I've noticed that these things tend to run in families - if your Mum/aunts/grandmother gave birth quickly, then there's a good chance that you will too. But if your first baby was a long labour, then chances are second one will be also ( though probably a little quicker). You'd probably labour at home for the first few hours anyway, so I'm sure you'd cope if your Mum was there to help with your 3 year old.

How important is it that he goes on this trip? Is it something he could do another time? If it's t vital that he attends AND your last baby was on time/late AND you had a longish labour then I'd let him go . But if the answer is no to any of these questions then I think he is being very unreasonable.

littleleftie · 13/01/2015 20:25

Sorry I don't understand, does DH normally work from home?

Isn't it quite normal that you could go into labour without anyone else around?

Did you want him to stay with you 24/7 for weeks beforehand?
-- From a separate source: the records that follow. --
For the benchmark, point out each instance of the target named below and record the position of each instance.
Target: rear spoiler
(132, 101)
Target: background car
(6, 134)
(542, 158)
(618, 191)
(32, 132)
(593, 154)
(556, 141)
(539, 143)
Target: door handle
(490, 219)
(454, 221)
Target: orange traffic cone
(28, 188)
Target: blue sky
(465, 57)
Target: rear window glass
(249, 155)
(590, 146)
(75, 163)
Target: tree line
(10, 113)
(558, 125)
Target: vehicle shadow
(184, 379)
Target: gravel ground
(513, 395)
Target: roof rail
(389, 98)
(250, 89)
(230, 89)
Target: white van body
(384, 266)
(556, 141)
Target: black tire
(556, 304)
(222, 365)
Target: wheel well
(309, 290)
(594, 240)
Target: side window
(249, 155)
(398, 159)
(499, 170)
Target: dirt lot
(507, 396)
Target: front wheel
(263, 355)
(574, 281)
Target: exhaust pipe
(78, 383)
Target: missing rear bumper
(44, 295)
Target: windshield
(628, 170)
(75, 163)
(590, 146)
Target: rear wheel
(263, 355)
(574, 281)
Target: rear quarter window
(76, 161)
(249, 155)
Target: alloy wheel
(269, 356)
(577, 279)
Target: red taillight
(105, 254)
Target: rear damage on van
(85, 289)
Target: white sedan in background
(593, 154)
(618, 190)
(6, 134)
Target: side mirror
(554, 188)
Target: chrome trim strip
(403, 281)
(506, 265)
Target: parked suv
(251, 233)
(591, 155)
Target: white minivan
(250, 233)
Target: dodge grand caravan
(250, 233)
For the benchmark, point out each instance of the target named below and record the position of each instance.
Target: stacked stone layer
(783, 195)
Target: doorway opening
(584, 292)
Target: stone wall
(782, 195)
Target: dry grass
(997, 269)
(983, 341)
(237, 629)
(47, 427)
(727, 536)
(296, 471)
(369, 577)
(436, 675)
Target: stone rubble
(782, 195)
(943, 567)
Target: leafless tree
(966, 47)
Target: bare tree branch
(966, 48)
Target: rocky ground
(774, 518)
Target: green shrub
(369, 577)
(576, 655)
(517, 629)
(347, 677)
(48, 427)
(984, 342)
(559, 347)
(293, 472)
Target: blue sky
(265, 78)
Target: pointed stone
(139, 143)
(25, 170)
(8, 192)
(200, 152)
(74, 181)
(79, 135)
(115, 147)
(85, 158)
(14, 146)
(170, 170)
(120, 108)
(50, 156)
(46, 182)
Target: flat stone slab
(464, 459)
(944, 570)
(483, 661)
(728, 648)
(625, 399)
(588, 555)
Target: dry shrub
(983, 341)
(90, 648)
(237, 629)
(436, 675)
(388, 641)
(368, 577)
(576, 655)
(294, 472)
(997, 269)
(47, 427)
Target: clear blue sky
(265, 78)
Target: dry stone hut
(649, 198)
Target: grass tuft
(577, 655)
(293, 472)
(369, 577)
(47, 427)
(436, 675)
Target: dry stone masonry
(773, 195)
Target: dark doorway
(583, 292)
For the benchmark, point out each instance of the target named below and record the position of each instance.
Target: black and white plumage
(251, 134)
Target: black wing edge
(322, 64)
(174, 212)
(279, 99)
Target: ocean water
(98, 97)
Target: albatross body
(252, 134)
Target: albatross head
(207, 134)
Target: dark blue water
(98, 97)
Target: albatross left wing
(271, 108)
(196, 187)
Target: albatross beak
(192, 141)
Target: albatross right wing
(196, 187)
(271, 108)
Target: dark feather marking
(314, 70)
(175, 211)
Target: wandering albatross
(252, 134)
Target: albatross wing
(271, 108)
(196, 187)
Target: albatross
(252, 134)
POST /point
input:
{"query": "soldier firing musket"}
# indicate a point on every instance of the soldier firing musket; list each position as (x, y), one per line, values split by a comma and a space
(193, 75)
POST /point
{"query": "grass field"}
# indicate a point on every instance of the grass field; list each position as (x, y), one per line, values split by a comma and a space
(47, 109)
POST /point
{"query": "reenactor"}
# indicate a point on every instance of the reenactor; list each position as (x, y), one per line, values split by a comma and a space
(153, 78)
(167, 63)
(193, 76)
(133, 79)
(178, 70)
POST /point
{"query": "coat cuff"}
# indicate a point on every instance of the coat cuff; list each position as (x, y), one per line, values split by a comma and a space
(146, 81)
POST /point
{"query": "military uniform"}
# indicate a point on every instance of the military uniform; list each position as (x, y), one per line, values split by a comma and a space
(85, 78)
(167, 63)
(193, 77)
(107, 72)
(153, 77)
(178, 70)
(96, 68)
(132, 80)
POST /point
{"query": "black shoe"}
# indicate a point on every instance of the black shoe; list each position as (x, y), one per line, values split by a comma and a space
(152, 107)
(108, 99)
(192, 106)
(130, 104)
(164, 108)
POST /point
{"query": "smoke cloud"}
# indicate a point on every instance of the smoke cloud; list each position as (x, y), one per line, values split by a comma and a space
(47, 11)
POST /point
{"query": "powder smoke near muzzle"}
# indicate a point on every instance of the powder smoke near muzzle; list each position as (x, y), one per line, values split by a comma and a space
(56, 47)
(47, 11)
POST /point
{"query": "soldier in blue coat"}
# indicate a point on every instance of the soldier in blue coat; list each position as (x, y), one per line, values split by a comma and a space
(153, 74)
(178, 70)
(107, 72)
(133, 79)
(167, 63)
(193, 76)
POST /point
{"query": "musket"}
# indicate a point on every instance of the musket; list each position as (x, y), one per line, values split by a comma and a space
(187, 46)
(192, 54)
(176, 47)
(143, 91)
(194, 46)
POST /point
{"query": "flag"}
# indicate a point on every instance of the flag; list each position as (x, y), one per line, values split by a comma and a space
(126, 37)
Women whose partners are drivers, for example, have this issue to deal with all the time, you cannot expect everything to stop for weeks beforehand because your partner has to be on the spot when you go into labour.

ZadokTheBeast · 13/01/2015 20:26

Also he was away abroad until a week before my due date last time - and that didn't bother me, because there was no other child to think about and even if there had been, we were living 'at home' where we did have spport if I had needed it. So I'm hopefully not jus beeing unnecessarily needy!!

OP posts:
evenherfartsarefragrant1 · 13/01/2015 20:27

To me (2 dd at 38.0 weeks and short labours) yanbu if you want your husband there.
But, 10 days should be alright for most and if he has to pack up and leave it's not so far.